# The end



## Outsider

The phrase traditionally used to end a film or another kind of story. What is it in your language?

In Portuguese, it's _Fim_ (end). The article is not used.


----------



## Outsider

Here it is in French: _Fin_.


----------



## sibarita

In Spanish is: FIN


----------



## kiyama

Català: fi (fem.)


----------



## Hakro

Finnish: _Loppu_


----------



## בעל-חלומות

*Hebrew: *סוף - (sof)


----------



## Flaminius

Hello,

Japanese:
終 (owari)


----------



## irene.acler

*Italian*: fine.


----------



## OldAvatar

Romanian:
Sfârşit


----------



## elroy

Arabic: النهاية (_an-nihaaya_)

The definite article *is* used.


----------



## theo1006

Indonesian: tamat


----------



## Zsanna

In Hungarian: *Vége* (no article, either)


----------



## Nanon

Russian: in many films, you may see "конец фильма" = end [of the] film.
Kon'*e*ts f*i*l'ma (apostrophe = soft consonant or soft sign)
Russian has no articles...


----------



## Nizo

*Esperanto*:  _fino_.


----------



## sokol

German: *Ende*
(Although German _has _an article it isn't used at the end of films; and the same would go for books, where also sometimes the end is expressed explicitely.)


----------



## Frank06

Dutch: *einde *(no article).

Groetjes,

Frank


----------



## kusurija

In Czech:
Konec

In Lithuanian:
Pabaiga


----------



## jana.bo99

The end

Slovenian: Konec!

Croatian.   Kraj!


----------



## Thomas1

In Polish it is: Koniec.

Tom


----------



## Mahaodeh

elroy said:


> Arabic: النهاية (_an-nihaaya_)
> 
> The definite article *is* used.


 
Another way is to say انتهى intaha, (finished) the definite article does not apply because it's a verb.  However, this one is more classical in use.


----------



## kaverison

Tamil

They used to write subham (sounds like su bum), which was Sanskrit based.
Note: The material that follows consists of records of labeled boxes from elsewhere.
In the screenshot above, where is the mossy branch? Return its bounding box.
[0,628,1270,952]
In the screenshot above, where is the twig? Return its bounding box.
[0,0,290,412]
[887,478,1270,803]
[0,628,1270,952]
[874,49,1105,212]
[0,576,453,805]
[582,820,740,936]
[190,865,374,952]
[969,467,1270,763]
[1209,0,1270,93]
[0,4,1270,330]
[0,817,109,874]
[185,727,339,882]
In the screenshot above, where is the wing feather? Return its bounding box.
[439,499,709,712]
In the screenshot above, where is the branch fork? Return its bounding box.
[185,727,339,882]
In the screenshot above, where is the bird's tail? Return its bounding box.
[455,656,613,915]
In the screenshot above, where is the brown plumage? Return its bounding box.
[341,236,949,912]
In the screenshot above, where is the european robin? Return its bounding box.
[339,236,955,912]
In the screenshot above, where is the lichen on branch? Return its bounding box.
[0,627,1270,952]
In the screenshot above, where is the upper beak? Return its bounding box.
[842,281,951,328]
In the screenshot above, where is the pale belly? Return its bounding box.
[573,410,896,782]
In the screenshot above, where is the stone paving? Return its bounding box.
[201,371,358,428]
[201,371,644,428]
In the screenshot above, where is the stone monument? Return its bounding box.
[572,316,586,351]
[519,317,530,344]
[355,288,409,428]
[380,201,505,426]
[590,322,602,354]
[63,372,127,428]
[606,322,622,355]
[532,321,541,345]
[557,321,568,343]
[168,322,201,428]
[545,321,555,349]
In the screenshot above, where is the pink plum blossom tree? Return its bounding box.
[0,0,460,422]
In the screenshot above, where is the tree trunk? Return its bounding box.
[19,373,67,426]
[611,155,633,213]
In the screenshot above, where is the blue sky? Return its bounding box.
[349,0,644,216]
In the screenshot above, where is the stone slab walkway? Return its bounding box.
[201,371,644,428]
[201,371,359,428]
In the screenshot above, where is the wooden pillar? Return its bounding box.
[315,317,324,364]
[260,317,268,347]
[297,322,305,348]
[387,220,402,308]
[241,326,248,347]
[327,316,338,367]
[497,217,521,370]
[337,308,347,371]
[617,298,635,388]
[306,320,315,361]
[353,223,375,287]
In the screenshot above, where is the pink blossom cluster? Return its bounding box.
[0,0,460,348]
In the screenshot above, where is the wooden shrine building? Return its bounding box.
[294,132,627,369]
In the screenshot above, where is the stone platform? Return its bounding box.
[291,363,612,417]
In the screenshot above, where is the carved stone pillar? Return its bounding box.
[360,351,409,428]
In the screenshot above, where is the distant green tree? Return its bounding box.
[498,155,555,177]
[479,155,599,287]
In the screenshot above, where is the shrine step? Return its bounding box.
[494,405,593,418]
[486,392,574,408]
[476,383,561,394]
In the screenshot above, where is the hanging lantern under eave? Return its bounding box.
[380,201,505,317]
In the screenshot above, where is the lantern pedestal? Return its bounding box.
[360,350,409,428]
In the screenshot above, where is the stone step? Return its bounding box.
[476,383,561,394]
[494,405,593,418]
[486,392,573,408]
It's still used, but years of purists' fight, has shown end of popularity of the word.

Nowadays, we see *mutrum, *the u's sound as in push - a little formal word; mutritru - same word with suffix to indicate past.

we also see *mudinthathu *to mean it's finished. (Mudi - finish, + nthu + athu to indicate action done - it's agglutemate language, remember?).
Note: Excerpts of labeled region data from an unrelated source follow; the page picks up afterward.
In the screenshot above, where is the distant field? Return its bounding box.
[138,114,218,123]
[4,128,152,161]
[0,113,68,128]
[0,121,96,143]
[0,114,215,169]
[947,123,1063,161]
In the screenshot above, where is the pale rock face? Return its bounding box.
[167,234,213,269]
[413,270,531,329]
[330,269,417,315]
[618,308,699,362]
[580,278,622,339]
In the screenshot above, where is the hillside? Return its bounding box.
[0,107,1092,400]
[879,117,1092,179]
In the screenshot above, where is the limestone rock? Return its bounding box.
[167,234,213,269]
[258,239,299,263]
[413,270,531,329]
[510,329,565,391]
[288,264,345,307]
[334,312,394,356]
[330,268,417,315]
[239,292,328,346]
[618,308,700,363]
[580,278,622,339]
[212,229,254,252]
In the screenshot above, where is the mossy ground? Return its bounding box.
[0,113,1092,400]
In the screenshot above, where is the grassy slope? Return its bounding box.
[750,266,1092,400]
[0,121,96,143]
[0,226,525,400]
Variantion of this could be seen as well - nirainthathu - nirai meaning fullfill or complete.

You might see vanakkaM somtimes, particularly at the end of movies, all pervasive "greetings" to indicate "bye bye" time!


----------



## Messquito

In Chinese:
劇終


----------



## nimak

jana.bo99 said:


> Croatian. Kraj!



Macedonian: *крај* (kraj)
Serbian: *крај* / *kraj*
Bulgarian: *край* (kraj)


----------



## rarabara

in turkish it is "son"
in kurdish it is "ğılas" ("خلس")


----------



## Welsh_Sion

*Cymraeg/Welsh:* (y) Diwedd (Optional use of def. art. Probably with a capital letter if at end of a film etc.


----------



## apmoy70

Greek:

*«Το τέλος»* [tɔ ˈte.lɔs] (neut. nom. sinɡ.) --> _the end_, but at end of a film the definite article is omitted: *«Τέλος»* [ˈte.lɔs].
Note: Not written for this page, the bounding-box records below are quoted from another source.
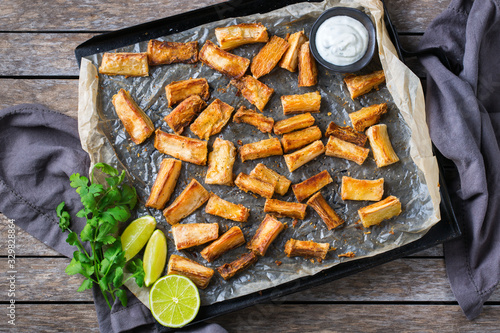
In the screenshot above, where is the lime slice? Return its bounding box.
[121,215,156,261]
[149,275,200,328]
[143,229,167,287]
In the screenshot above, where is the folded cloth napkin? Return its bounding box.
[420,0,500,319]
[0,104,227,333]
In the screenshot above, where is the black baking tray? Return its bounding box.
[75,0,461,332]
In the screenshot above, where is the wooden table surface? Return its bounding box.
[0,0,500,332]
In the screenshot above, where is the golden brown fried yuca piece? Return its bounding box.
[172,223,219,250]
[340,176,384,201]
[325,136,370,165]
[292,170,333,202]
[146,158,182,209]
[325,121,368,147]
[163,95,207,135]
[199,40,250,79]
[283,140,326,172]
[205,193,250,222]
[155,129,208,165]
[366,124,399,168]
[165,78,210,107]
[307,192,344,230]
[167,254,215,289]
[279,30,307,72]
[234,172,274,199]
[358,195,401,228]
[200,227,245,262]
[247,215,285,256]
[281,91,321,116]
[163,178,210,225]
[250,163,292,195]
[231,75,274,111]
[344,70,385,99]
[349,103,387,131]
[264,199,307,220]
[217,251,259,280]
[189,99,234,140]
[233,105,274,133]
[281,126,322,153]
[205,138,236,186]
[99,53,149,76]
[239,138,283,162]
[112,89,155,145]
[215,23,269,51]
[250,36,288,79]
[148,39,198,66]
[299,42,318,87]
[274,113,315,135]
[285,238,330,260]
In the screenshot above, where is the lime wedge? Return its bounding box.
[149,275,200,328]
[143,229,167,287]
[121,215,156,261]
-MoGr neut. noun *«τέλος»* [ˈte.lɔs] --> _goal, end, limit, fulfillment, toll, levy_ < Classical neut. noun *«τέλος» télŏs* --> _end, limit, goal, fulfillment, accomplishment, determination, executive function, duty, tax, toll, expense, cost, division of an army, troops, military unit, squadron of ships_ (two etymologically different words seem to have merged in _τέλος_: (1) in the sense of _end, goal_, it's a deverbative deriving from the deponent *«τέλομαι» télŏmai̯* --> _a poetic synonym of 'to be'_ perhaps originally containing some idea of motion, from PIE *kʷel- _to move, turn (around), revolve around, sojourn, dwell_ cf Skt. चरति (cárati), _to move, walk_, Lat. colere; (2) in the sense of _levy, tax_, it's a deverbative from *«τέλλω» téllō* --> _to lift, carry, yield, perform duties/rites_, from PIE *telh₂- _to lift, carry_).


----------